New rivalries appeared.
New diseases spread.
The climate was growing colder,
possibly because of
increased volcanic activity.
Five million years before
the end of the dinosaur era,
the volcanoes of the world
became much more active.
The air was
unbreathable in many places.
Vegetation suffered from the acid rain
and also from the
darkened and dust-filled skies.
But still, many
dinosaurs made it through
for a little while longer.
This comet is
as big as Mount Everest.
It covers the distance from
the moon to the Earth in two hours.
It cuts through our atmosphere
in two seconds.
It hit the earth near today's
Yucatan Peninsula in Mexico.
All the forest of North and
South America are destroyed by fire.
Already weakened, dinosaurs are
the animals that suffered most.
If they don't die as a result of the
impact and its immediate consequences,
they will die gradually in the aftermath.
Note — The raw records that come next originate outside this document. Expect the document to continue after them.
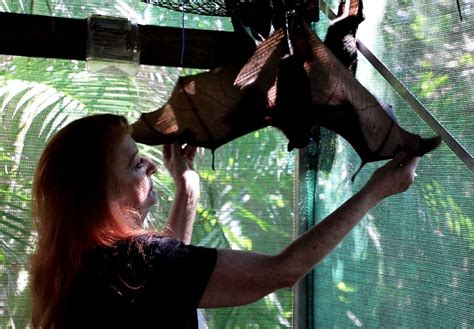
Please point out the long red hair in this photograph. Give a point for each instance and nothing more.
(70, 208)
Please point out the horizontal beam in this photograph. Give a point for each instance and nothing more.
(66, 38)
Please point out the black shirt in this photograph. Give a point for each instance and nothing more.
(144, 282)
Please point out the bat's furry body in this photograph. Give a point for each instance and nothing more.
(297, 89)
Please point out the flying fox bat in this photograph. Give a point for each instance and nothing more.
(290, 90)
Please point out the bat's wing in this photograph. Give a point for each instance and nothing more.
(215, 107)
(328, 95)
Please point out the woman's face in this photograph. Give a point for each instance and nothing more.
(132, 189)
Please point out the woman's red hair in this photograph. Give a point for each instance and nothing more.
(70, 208)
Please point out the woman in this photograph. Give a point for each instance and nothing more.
(96, 267)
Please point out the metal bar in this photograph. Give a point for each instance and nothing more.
(65, 38)
(412, 101)
(422, 112)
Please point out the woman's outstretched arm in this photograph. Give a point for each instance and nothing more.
(244, 277)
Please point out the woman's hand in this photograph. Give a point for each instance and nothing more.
(394, 177)
(179, 161)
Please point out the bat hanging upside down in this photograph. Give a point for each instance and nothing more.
(291, 88)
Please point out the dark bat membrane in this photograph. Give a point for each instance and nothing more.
(290, 90)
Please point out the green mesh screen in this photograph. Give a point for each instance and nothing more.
(246, 202)
(409, 264)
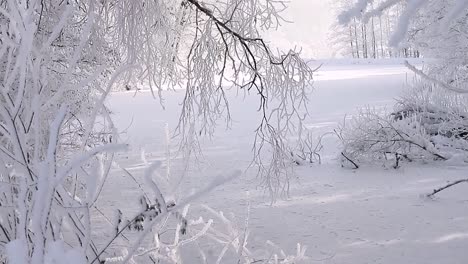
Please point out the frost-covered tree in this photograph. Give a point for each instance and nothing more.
(429, 121)
(59, 60)
(367, 35)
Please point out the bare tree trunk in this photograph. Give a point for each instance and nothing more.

In a relatively short time,
dinosaurs become history.
Or did they?
Not all the dinosaurs disappear.
Birds are dinosaurs.
It's difficult to imagine
how mammals could have evolved
alongside large dinosaurs.
If they haven't become extinct
maybe we just wouldn't be here.
Instead, when we
look at birds of today
it's as if the dinosaurs have left
us only the grace and beauty.
Palaeontology takes me fantastic
places all over the planet.
Still it keeps bringing
me back to my roots,
here in Patagonia.
More discoveries await me here perhaps
but as I move forward in life,
I find as much meaning
in sharing knowledge
as in discovering new dinosaurs.
This said, I'm not that old.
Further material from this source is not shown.